Ce vaste sujet de la DEI, basé chez Bain & Company sur une politique Monde « volontairement minimaliste », édictée par la gouvernance globale, divisée en huit grands chapitres, est ensuite de la compétence de chaque pays. Une question culturelle, cultuelle, et de spécificités nationales (notamment légales). La politique française est, elle, basée sur cinq d’entre eux : diversité de genre, d’orientation sexuelle, culturelle, inclusion sociale et handicap. Avec, à la clef, une réunion hebdomadaire ou bimensuelle pour chaque groupe.
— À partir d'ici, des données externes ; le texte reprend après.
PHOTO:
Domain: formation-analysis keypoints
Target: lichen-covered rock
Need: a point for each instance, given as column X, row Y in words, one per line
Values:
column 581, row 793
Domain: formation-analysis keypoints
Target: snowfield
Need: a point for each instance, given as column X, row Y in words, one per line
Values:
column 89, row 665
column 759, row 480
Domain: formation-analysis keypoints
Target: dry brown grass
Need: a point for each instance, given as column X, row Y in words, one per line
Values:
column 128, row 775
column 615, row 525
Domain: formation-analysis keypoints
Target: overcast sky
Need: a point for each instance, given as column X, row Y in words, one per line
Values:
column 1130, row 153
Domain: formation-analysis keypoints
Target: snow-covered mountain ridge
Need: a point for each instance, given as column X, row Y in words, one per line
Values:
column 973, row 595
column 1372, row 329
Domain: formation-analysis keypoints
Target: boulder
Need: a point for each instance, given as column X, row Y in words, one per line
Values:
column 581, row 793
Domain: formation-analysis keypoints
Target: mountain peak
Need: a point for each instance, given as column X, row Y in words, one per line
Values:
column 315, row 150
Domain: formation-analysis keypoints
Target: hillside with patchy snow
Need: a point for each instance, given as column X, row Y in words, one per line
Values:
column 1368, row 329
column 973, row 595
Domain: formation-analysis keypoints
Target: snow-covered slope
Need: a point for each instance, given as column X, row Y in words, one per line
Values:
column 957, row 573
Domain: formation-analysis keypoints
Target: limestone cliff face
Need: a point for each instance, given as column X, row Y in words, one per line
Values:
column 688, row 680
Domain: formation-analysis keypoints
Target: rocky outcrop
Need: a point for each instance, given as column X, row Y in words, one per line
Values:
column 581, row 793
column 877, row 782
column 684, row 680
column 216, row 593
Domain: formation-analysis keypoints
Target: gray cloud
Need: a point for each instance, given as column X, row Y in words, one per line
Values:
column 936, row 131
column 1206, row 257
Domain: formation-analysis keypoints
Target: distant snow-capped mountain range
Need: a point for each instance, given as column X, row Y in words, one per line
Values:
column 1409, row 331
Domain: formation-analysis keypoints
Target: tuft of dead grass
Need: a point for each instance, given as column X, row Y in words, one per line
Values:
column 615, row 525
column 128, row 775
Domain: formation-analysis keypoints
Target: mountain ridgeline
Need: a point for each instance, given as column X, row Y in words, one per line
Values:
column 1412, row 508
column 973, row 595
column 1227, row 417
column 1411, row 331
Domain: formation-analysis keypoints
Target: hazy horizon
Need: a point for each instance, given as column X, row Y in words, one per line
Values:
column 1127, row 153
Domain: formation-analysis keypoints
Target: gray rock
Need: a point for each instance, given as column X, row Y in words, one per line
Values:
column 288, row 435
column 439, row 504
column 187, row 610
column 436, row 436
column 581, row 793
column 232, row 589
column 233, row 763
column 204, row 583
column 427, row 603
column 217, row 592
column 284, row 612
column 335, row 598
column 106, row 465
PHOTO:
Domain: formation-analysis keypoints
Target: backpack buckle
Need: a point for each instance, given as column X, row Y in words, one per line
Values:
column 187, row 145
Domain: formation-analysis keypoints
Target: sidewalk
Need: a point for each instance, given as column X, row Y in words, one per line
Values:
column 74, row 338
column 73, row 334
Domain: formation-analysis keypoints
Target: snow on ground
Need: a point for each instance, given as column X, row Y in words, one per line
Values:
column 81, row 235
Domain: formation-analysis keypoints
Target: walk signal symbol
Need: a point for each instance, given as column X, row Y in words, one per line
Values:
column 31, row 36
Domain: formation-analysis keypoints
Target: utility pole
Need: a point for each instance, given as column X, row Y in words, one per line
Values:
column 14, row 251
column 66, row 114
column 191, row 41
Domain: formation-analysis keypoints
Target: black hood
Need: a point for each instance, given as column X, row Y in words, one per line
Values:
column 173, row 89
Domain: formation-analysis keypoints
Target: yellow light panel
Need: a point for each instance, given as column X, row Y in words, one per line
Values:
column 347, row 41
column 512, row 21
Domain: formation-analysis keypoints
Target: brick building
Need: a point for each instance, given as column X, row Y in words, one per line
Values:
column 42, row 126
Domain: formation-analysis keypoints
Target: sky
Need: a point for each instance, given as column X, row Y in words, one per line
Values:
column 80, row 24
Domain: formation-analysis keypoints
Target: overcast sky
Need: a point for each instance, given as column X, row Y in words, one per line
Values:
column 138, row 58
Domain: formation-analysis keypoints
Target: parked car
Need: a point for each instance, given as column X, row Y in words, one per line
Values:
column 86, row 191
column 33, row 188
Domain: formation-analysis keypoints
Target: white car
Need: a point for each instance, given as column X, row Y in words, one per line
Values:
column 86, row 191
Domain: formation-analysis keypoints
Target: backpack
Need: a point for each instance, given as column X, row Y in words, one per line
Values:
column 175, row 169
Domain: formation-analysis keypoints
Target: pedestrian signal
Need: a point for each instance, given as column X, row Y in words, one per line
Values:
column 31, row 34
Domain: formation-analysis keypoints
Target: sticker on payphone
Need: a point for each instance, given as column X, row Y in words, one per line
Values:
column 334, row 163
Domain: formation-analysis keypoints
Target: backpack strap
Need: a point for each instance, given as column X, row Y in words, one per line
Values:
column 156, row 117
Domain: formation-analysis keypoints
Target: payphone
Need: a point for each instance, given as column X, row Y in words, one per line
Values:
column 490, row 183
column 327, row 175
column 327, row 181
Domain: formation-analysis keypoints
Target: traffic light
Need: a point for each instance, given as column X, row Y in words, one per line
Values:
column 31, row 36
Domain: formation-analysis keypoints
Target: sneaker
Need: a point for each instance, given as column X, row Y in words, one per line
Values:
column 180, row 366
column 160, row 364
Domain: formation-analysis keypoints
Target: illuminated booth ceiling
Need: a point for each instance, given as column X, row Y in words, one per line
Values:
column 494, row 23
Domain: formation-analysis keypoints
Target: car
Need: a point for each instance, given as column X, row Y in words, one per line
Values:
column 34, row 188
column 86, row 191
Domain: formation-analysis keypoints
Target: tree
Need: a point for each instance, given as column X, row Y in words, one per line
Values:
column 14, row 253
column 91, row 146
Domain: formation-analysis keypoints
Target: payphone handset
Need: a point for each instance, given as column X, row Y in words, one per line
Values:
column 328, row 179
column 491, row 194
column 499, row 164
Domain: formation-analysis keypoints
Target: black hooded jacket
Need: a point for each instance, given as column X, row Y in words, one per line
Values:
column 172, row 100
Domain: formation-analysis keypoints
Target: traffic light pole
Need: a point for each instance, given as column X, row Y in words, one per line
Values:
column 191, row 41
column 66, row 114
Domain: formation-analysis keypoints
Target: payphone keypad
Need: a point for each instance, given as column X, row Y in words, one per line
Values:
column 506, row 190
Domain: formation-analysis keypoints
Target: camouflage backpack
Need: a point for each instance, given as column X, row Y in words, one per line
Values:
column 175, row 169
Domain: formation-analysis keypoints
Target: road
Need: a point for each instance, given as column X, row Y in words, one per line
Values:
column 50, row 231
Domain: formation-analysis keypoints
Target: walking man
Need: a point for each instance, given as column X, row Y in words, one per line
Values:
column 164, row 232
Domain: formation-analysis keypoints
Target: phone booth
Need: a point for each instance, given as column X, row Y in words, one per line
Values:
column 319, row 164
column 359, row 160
Manel Oliva-Trastoy participe aussi au brainstorming mensuel du Comité DEI européen qui permet d’échanger sur les bonnes initiatives et les bonnes pratiques.
Comment se déploie en interne et en externe la politique DEI française ? « Par des actions concrètes lors des événements de recrutement, la venue d’intervenants, le sponsoring d’initiatives, des campagnes, et nos prises de position par messages internes et externes que nous avons décidés moins mainstream, mais plus audacieuses. Et tant pis si l’on dérange, bien au contraire, cela permet aussi de faire bouger les lignes. Comme lors de la semaine des Fiertés en juin, où l’on diffusait un message par jour, dont l’un portait sur le taux de suicide des jeunes LGBTQ+. »
La « minorité » des femmes, un sujet prégnant
La gouvernance française du cabinet Bain & Company, depuis l’arrivée d’Ada Di Marzo en 2019, première femme à diriger Bain Paris, une des rares femmes à la tête d’un cabinet de conseil en stratégie, a en effet la volonté de changer de braquet en termes de diversité, d’équité, et d’inclusion. « Ma cooptation est le fruit d’un track record et d’une décennie de travail chez Bain à Paris », confirmait la DG France à Consultor à l’occasion de sa nomination. Car oui, oui, la féminisation et l’égalité entre les hommes et les femmes sont l’un des chapitres de la DEI dans les entreprises. Les femmes, représentant 51 % de la population, font toujours partie des minorités ! « Les femmes ne sont évidemment pas une population minoritaire dans notre société, mais dans le conseil, c’est malheureusement toujours le cas, reconnait Manel Oliva-Trastoy. Chez Bain, nous n’avons jamais eu à traiter le sujet de l’équité (mêmes salaires, même possibilité d’évolution des carrières, mêmes tâches). Reste le problème de l’inclusion des femmes dans notre secteur, pas au niveau d’entrée, qui est à environ 50-50, mais après 4 ou 5 ans d’expérience, on a un taux d’attrition plus élevé chez elles. »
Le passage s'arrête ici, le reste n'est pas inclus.